Melhores Faixas: No Fear, Night, Topeka
Vale a Pena Ouvir: Earth (Still Our Only Home), Country And Eastern Music
On The Future Of Aviation – Jerry Goodman
NOTA: 8/10
Melhores Faixas: Waltz Of The Windmills, Endless November
Vale a Pena Ouvir: Sarah's Lullaby
Ariel – Jerry Goodman
NOTA: 3/10
Aí, no ano seguinte, foi lançado o que é praticamente seu último álbum, intitulado Ariel.

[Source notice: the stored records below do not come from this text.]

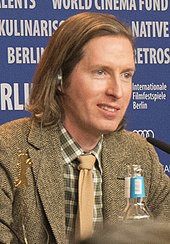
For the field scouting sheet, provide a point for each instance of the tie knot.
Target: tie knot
(86, 161)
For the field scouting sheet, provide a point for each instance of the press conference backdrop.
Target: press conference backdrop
(27, 25)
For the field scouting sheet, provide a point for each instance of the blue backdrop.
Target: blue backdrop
(26, 26)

Após o On The Future Of Aviation, ele chega a um momento em que busca equilibrar sua identidade de Jazz Fusion e Prog Rock com elementos mais líricos e melódicos, além de nuances que remetem à música instrumental que circulava pelos anos 80. A produção é bem mais variada, com o violino voltando a marcar presença, mas apoiado por uma banda que inclui baixo, bateria, guitarra e teclados/sintetizadores em momentos distintos. Isso resulta em uma sonoridade que dialoga entre o Rock progressivo, elementos elétricos e uma estética instrumental suave. Ainda assim, tudo soa bastante repetitivo, com a demonstração de técnica sendo excessiva, resultando em algo sem dinâmica e bem medíocre, além do uso exagerado de sintetizadores em momentos desnecessários. O repertório é muito fraco, com canções medíocres e poucas que se salvam. Em suma, é um disco ruim e tedioso.